Continuando nosso tour, um passeio indispensável é na OCA: um pavilhão de exposições dentro do parque que foi projetado por Oscar Niemeyer em 1951 e desde 2017 integra os edifícios do Museu da Cidade. Sua arquitetura peculiar já é um convite para a visitação e as exposições que ela abriga são sempre surpreendentes, desde a arte chinesa (“China Arte Brasil”), arte sacra (“Esplendores do Vaticano – Uma Jornada Através da Fé e da Arte”) e arte dos mayas  (“Mayas: revelação de um tempo sem fim”), passando pelo corpo humano (“Corpos – A Exposição”) e até homenageando o nosso rei da música, o cantor Roberto Carlos (“Roberto Carlos – 50 Anos de Música”), enfim, toda essa infinidade de temas, regadas com riqueza de detalhes e excelentes curadorias acendem a lanterna da curiosidade para saber qual será a próxima exposição… Mais detalhes podem ser encontrados no sites: http://www.museudacidade.sp.gov.br/oca.php e https://parqueibirapuera.org/equipamentos-parque-ibirapuera/oca-do-ibirapuera/

A última exposição que visitei na OCA foi Art of the brick “ de Nathan Sawaya, mais conhecida como Exposição de Esculturas de Lego, um trabalho excepcional desse artista, que inicia a exposição nos mostrando numa projeção que “Sonhos são construídos… uma peça por vez”. A partir daí vai nos surpreendendo com a qualidade e perfeição da sua arte (cada nota explicativa das obras, além do nome, trazia a quantidade de peças de lego utilizadas e uma frase que nos instigava a refletir não só sobre a obra, mas principalmente sobre nós). Como você  já percebeu, eu amo fotos, queria postar todas aqui e contar o que cada uma representou para mim, mas ninguém teria paciência para ver, então vou mostrar  só duas…

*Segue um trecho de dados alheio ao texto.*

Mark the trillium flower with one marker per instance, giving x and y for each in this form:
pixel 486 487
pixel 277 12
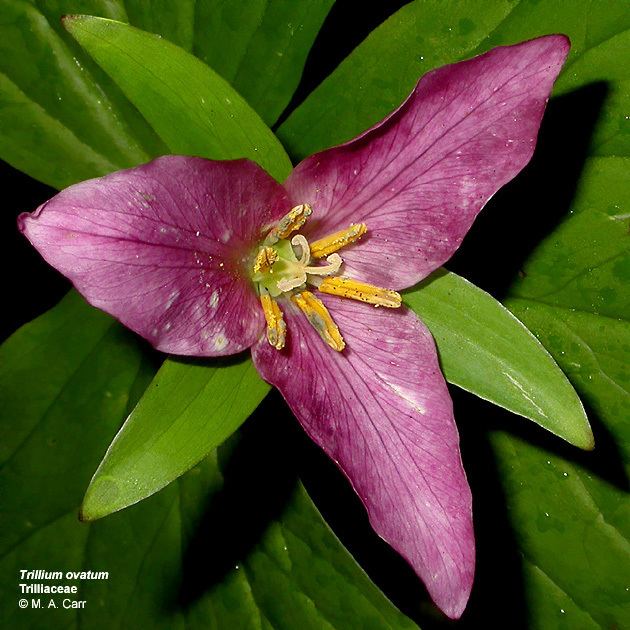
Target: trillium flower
pixel 208 258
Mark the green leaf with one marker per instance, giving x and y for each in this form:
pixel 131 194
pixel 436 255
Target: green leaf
pixel 64 120
pixel 573 525
pixel 51 389
pixel 191 108
pixel 379 73
pixel 219 548
pixel 268 41
pixel 572 530
pixel 484 349
pixel 59 124
pixel 188 410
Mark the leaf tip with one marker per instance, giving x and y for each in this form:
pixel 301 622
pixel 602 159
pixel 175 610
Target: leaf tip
pixel 101 499
pixel 71 18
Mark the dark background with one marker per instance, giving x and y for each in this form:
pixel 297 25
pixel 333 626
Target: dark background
pixel 492 256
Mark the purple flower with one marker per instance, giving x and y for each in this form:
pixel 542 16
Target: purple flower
pixel 209 258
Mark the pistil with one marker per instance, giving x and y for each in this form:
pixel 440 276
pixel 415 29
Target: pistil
pixel 282 267
pixel 276 327
pixel 335 241
pixel 348 288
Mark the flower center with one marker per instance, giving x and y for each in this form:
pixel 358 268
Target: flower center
pixel 284 268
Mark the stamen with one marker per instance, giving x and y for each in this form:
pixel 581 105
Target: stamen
pixel 276 327
pixel 291 222
pixel 320 319
pixel 337 240
pixel 334 263
pixel 348 288
pixel 265 259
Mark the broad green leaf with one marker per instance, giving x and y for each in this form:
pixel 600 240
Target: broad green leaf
pixel 268 42
pixel 50 390
pixel 571 529
pixel 486 350
pixel 64 120
pixel 220 548
pixel 191 108
pixel 425 34
pixel 188 410
pixel 572 523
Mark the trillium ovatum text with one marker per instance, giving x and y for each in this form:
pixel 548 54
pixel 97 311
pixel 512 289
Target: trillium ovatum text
pixel 207 258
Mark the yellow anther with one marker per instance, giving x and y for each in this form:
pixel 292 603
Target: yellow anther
pixel 320 319
pixel 290 223
pixel 276 328
pixel 265 259
pixel 346 287
pixel 336 241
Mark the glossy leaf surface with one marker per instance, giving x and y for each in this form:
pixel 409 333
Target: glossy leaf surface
pixel 376 77
pixel 188 410
pixel 218 548
pixel 569 529
pixel 63 118
pixel 485 349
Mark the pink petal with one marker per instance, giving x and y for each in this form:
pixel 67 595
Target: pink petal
pixel 382 412
pixel 161 247
pixel 419 178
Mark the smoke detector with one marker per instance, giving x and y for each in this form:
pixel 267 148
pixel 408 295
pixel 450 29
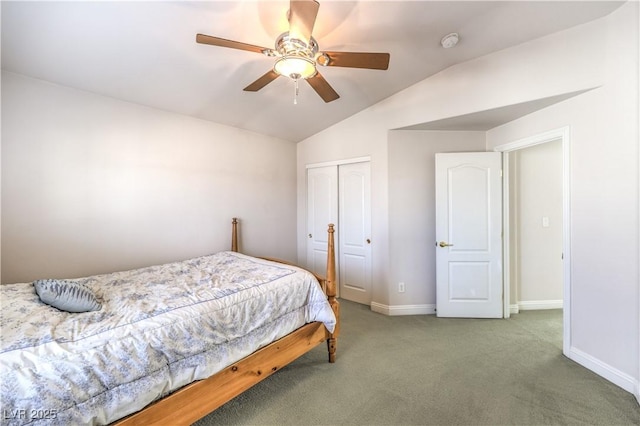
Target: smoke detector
pixel 450 40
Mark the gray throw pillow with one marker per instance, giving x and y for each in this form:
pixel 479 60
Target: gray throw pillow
pixel 66 295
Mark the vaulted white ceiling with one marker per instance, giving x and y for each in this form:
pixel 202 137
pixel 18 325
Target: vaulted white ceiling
pixel 145 52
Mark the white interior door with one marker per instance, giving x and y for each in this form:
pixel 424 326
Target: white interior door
pixel 469 235
pixel 322 209
pixel 355 232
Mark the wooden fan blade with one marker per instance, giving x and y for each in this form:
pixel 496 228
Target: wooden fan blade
pixel 374 61
pixel 217 41
pixel 262 81
pixel 323 88
pixel 302 17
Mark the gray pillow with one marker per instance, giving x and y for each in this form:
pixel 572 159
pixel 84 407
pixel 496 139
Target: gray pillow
pixel 66 295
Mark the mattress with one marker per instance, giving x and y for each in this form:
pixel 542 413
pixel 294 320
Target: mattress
pixel 159 328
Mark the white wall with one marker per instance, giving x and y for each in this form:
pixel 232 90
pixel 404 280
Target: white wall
pixel 605 184
pixel 605 333
pixel 519 74
pixel 91 184
pixel 538 251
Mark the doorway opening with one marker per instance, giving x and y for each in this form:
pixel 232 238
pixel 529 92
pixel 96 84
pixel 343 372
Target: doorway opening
pixel 509 150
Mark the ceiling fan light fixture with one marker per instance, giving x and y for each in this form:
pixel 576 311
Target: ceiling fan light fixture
pixel 295 67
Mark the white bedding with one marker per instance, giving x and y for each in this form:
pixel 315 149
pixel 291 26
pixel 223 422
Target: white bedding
pixel 159 329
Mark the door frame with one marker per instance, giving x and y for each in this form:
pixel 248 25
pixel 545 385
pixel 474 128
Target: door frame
pixel 564 135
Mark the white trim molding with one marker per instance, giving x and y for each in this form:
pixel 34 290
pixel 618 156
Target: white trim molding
pixel 535 305
pixel 614 375
pixel 339 162
pixel 398 310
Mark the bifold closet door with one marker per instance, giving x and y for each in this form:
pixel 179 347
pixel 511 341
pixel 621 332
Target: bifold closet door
pixel 354 218
pixel 341 194
pixel 322 209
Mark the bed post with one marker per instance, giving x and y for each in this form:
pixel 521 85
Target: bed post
pixel 331 293
pixel 234 234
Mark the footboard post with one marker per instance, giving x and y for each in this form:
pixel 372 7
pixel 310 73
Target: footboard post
pixel 332 292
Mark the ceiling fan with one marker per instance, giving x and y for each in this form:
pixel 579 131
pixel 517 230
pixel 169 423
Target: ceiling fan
pixel 297 53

The Art of the Brick na OCA
Uma pausa para reflexão

Dinossauro de Lego
Dinossauro de Lego -“Dinosaur” de Nathan Sawaya

 

 

 

 

 

No mesmo dia que fui nessa exposição, tive sorte que também estava acontecendo a 32ª edição da Bienal de Artes de São Paulo, que é realizada no Pavilhão da Bienal (ou Pavilhão Ciccillo Matarazzo – mais um dos prédios do Parque do Ibirapuera que foi projetado por Oscar Niemeyer e que já compensa a visita por sua riqueza arquitetônica). Além de exposição de artes, esse pavilhão recebe vários eventos, entre eles a “Mostra Viajar”, uma verdadeira viagem pelos roteiros através de seus sabores, sons, experiências virtuais, entre outros recursos que encantam e fazem você querer voltar na próxima (fui em 2017, 2018 e já estou esperando pela próxima). Mais informações sobre os eventos do Pavilhão da Bienal podem ser vistos no site: http://www.bienal.org.br/ E voltando a falar da Bienal de Artes, o tema era “Incerteza Viva” e nos estimulava a sermos mais questionadores e estarmos atentos a tudo ao nosso redor, aguçando nossos sentidos…

Mostra Viajar 2017
Aquele Axé da Baiana Marli

Bienal de São Paulo
Ouvindo o Parque na Bienal

 

 

 

 

 

 

Pensa que acabou? Ainda não!!!! Você pode aproveitar para visitar o Museu Afro Brasil, que também fica dentro do parque próximo ao portão 10. Foi inaugurado em 2004 e possui mais de seis mil obras em seu acervo que retratam a importantíssima cultura afro e como ela nos influencia. Toda a programação e informações sobre o museu estão disponíveis no site: http://www.museuafrobrasil.org.br/

Sobrou mais um tempinho? Não deixe de se encontrar e se encantar com as estrelas do Planetário do Ibirapuera (ou Planetário Professor Aristóteles Orsini)que foi inaugurado em 1957 (mas precisou ser fechado para reformas em 2013 e foi reinaugurado em 2016) e conta com sessões às sextas, sábados, domingos e feriados. É só conferir o horário certinho e se programar http://www.prefeitura.sp.gov.br/cidade/secretarias/meio_ambiente/umapaz/planetario_ibirapuera/programacao/index.php?p=228020

Que São Paulo é uma cidade cosmopolita nós já sabemos e que conta com uma forte imigração japonesa também. Mas você sabia que dentro do Parque do Ibirapuera tem um pavilhão dedicado a essa cultura tão rica? É isso mesmo: o Pavilhão Japonês (https://parqueibirapuera.org/equipamentos-parque-ibirapuera/pavilhao-japones/). Ele foi inaugurado em 1954 e ganhou uma placa comemorativa em 1995 para celebrar o centenário da amizade Brasil – Japão.  É cobrada uma taxa de visitação (quando fui estava R$ 10) que dá acesso a todo o complexo, formado pelo jardim tradicional (com diversas árvores e plantas), pelo jardim zen (que é lindo e transmite muita paz), pelo museu (que apresenta excelentes referências da cultura oriental, como pinturas, peças de cerâmicas, bonecas de porcelana e vários outros objetos) e pela parte mais graciosa (segundo minha singela opinião): o lago das carpas, que você pode alimentar com ração específica adquirida no próprio museu.  Elas são tão lindas e encantadoras, que dá vontade de ficar ali o tempo todo só contemplando esse presente da natureza…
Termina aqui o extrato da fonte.